Don't get me wrong; there are Catholics who go a little Mary crazy. Personally I find it disrespectful to see a person praying the Rosary during Mass. Mass is supposed to be the time where we, as a community, come together to worship Christ and partake in his miracle. The Rosary is meant for individual devotion and prayer.

I want to make a very big distinction here. (I apologize if I wasn't clear throughout because I'm tired). Devotion and worship are two different things. I am devoted to my husband, but I don't think he's God incarnate. (Did a light bulb go off? Do you see the difference?) Catholics love/are devoted to Mary, but they do not worship her. Capisce? As I said, some Catholics love Mama Mary a little too much and forget to thank Jesus, but we know who our God is.

Next up: The Common Misconception about memorized prayer.

1 comment:

  1. Thanks for posting this article, Deltaflute; I enjoyed reading it. I'm a Catholic (faithful to the Magisterium) and I'd go so far as to say we worship Mary. Here's why:

    The same word can often have more than one meaning. This is the case with the English word "worship".

    One meaning, perhaps the principal meaning, is "to honor or revere as a supernatural being or power" (OED). This is not what we mean if we say we worship Mary.

    Another meaning, related to the first, but not the same as it, is "to regard with extreme respect or devotion" (OED). I don't see anything wrong with saying Catholics "regard Mary with extreme respect or devotion". In fact, this is precisely what you argue in your post.

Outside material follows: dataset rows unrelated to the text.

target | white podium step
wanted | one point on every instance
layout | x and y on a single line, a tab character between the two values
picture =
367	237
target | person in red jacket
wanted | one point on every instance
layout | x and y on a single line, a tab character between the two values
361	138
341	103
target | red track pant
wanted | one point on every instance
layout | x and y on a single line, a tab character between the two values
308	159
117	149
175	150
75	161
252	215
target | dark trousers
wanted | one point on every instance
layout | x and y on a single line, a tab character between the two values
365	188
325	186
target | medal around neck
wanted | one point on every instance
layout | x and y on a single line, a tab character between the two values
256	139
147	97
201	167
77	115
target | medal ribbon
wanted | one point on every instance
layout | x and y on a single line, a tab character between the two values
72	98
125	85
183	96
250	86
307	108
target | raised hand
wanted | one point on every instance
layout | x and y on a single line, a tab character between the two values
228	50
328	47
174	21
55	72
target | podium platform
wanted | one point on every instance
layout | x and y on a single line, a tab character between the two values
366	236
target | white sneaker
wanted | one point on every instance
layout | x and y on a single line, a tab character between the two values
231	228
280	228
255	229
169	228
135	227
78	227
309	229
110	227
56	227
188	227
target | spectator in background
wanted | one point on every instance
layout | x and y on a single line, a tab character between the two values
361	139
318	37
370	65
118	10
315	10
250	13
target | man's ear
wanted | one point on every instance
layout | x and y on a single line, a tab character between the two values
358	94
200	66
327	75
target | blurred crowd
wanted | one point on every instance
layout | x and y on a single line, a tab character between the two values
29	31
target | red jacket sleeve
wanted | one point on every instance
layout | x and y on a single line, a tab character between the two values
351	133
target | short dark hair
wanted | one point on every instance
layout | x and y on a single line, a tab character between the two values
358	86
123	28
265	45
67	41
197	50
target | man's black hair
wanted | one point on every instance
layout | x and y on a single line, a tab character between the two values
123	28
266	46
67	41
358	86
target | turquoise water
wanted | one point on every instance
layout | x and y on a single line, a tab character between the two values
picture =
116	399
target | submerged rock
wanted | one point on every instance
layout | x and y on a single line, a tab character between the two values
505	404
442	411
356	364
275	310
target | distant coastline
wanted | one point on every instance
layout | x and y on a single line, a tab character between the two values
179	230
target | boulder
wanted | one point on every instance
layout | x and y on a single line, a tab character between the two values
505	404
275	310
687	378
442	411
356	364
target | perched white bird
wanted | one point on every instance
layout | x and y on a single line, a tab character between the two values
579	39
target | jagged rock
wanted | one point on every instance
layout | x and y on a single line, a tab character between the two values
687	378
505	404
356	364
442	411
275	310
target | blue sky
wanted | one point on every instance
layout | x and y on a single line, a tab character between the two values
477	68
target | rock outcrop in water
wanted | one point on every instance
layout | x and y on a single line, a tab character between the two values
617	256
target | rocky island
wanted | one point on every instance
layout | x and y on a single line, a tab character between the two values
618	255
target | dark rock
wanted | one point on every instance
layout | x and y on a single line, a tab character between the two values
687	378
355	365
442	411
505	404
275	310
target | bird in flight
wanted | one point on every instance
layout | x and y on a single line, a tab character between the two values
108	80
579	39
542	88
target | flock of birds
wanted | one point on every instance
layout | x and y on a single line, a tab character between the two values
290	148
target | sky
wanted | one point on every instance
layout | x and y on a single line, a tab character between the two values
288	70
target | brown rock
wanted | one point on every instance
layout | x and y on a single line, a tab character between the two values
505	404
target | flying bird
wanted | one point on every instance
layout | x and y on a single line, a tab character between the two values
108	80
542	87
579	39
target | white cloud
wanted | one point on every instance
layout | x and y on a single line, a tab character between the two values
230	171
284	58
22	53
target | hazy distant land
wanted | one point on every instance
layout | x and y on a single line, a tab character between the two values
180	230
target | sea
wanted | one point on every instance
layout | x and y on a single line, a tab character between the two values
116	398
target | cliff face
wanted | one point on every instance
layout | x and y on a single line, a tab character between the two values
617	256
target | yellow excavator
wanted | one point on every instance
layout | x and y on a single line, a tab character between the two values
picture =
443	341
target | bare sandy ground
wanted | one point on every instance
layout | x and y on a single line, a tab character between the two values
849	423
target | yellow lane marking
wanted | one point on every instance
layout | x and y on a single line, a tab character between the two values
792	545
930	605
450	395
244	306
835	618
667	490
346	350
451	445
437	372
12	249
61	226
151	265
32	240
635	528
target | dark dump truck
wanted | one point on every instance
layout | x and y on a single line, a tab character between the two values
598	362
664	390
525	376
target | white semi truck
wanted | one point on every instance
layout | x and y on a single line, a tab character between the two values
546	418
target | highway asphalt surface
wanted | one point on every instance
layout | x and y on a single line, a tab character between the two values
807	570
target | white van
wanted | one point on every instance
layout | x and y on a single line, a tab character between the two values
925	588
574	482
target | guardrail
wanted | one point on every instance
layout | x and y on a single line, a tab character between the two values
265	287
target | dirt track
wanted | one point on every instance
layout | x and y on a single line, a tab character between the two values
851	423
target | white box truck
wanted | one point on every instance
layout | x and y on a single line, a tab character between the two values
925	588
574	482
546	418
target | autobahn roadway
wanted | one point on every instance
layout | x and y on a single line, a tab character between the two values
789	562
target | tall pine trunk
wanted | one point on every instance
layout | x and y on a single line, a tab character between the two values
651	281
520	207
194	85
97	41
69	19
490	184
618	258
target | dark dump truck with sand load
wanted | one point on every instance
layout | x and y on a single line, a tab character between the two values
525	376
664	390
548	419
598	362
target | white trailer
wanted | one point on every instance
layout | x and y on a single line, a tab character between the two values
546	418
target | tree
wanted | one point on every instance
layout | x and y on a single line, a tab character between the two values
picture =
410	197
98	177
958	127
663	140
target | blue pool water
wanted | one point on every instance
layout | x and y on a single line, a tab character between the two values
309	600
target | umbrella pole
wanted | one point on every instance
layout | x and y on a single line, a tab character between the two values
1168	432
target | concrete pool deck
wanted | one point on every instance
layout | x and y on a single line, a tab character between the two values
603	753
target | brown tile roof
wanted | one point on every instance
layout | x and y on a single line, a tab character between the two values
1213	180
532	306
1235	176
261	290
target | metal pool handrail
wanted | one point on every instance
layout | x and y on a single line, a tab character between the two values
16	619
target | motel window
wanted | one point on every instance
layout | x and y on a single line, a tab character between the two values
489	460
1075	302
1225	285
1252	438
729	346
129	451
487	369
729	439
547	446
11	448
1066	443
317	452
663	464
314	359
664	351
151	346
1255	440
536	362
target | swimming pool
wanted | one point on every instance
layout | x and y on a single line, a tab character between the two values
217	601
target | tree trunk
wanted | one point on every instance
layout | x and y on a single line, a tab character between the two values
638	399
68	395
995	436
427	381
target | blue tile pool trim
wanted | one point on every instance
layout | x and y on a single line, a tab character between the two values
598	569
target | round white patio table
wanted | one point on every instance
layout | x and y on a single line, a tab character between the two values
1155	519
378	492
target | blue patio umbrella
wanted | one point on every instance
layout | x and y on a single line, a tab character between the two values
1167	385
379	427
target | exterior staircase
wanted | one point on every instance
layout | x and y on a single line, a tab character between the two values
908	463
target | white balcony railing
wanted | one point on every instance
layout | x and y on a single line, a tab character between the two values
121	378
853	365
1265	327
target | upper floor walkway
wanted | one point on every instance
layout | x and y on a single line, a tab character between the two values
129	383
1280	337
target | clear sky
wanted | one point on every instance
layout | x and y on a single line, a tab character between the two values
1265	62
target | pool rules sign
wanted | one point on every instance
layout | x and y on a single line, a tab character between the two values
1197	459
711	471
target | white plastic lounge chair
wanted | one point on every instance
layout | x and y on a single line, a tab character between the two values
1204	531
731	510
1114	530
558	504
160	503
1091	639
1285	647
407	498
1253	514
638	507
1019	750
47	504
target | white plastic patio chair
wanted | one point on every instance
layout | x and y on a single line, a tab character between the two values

    A third meaning, very close to the second is "to regard or treat with honor" (OED).

    There are other meanings in the OED, but these should suffice to make the point.

    Example: if you've ever been to an English (i.e., Anglican) wedding, you may have heard the following vow said by both the bride and the groom: "With my body, I thee worship." This is probably using the third meaning, "to treat with honor". No one would argue that the bride and groom are vowing to regard each other as gods; they're vowing to treat each other with honor in their carnal relationship.

    So there's nothing wrong with saying that we worship Mary, as long as we know the meanings of our words. Anyone who argues that because we say we worship Mary means that we regard her as a divine or supernatural being simply doesn't understand English sufficiently well.